L’accesso al credito è peggiorato per le piccole e medie imprese dell’Eurozona. Lo rivela il primo rapporto della Bce sull’accesso al credito delle pmi nel primo semestre, effettuato su una platea di oltre 6 mila imprese

Francoforte - L’accesso al credito è peggiorato per le piccole e medie imprese dell’Eurozona. Lo rivela il primo rapporto della Bce sull’accesso al credito delle pmi nel primo semestre, effettuato su una platea di oltre 6 mila imprese.

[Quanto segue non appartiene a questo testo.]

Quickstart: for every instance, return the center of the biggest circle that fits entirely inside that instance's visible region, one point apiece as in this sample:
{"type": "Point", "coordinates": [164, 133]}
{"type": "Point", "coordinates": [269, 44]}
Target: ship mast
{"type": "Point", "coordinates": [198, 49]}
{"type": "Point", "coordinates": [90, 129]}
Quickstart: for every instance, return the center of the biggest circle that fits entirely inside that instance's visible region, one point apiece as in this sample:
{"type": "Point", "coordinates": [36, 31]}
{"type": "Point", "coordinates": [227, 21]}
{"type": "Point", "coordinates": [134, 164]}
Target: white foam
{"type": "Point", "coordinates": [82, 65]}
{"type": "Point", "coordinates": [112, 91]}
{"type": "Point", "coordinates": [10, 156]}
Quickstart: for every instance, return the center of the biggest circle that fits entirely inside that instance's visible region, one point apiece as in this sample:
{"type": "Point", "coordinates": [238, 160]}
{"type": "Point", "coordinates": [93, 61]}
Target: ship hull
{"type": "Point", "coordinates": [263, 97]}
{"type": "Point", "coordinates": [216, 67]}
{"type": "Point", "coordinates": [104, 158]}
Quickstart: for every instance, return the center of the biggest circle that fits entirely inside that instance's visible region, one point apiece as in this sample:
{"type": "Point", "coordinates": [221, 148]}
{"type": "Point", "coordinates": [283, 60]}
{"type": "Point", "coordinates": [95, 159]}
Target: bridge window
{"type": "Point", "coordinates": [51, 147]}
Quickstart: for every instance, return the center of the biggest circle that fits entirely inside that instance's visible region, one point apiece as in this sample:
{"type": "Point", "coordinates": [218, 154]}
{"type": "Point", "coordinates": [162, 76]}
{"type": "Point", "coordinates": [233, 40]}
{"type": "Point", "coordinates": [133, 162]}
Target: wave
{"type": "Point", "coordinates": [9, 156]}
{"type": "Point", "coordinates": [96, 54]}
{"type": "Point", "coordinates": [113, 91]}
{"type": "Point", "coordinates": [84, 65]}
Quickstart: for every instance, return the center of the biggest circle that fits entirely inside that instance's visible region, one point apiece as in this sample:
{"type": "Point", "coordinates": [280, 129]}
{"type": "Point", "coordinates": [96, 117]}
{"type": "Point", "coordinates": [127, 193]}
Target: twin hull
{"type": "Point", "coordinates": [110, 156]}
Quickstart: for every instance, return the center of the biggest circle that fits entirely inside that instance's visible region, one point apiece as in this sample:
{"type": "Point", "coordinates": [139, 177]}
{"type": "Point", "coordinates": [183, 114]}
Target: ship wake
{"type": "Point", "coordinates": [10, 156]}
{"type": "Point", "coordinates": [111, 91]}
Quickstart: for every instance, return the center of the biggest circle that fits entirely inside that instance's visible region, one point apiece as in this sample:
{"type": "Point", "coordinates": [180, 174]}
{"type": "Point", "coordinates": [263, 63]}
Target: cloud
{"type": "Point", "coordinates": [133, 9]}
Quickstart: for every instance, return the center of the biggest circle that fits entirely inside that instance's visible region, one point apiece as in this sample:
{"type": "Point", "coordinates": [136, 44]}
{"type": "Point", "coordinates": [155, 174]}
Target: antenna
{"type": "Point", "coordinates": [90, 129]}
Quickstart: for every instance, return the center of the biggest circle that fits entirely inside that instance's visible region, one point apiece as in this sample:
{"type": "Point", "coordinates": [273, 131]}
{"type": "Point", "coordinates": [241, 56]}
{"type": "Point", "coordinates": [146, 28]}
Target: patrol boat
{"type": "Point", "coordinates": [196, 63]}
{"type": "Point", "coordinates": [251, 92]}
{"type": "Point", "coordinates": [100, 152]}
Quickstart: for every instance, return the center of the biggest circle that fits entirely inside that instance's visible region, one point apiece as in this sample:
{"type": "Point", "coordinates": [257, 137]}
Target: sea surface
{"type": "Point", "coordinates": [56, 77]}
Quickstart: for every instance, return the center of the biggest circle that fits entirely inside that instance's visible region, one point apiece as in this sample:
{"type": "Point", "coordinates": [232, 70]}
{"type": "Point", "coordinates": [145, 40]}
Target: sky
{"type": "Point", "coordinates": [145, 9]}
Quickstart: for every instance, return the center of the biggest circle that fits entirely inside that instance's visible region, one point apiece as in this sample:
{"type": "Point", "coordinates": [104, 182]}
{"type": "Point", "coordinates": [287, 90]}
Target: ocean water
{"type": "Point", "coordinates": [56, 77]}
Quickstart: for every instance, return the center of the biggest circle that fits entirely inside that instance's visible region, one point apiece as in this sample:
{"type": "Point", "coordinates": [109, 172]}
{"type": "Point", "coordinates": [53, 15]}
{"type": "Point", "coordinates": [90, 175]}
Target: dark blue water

Lo studio rivela che il 33% delle imprese ritengono che nei primi sei mesi dell’anno l’accesso al credito si è deteriorato e che «nel prossimi sei mesi la situazione resterà ampiamente invariata». Il rapporto rivela anche che «la percentuale di imprese che si aspettano un deterioramento dell’accesso ai finanziamenti è maggiore di quella che si aspetta un miglioramento». Il 77% delle pmi fa sapere di aver ricevuto tutti o parte dei finanziamenti richiesti, il 60% dice di aver ricevuto tutti i finanziamenti richiesti e il 12% sostiene di essersi vista rifiutata la richiesta di finanziamenti. Inoltre la maggior parte delle imprese che lamenta un peggioramento delle condizioni di accesso al credito imputa il fatto alla crisi economica, aggiungendo che il deterioramento della situazione è in gran parte legato a un aumento delle commissioni, delle parcelle e di altri costi collegati alla richiesta di collaterali da dare in garanzia sui prestiti. Il 34% delle imprese ritiene anche che le banche abbiano aumentato i tassi d’interesse, mentre il 31% sostiene che sono rimasti invariati.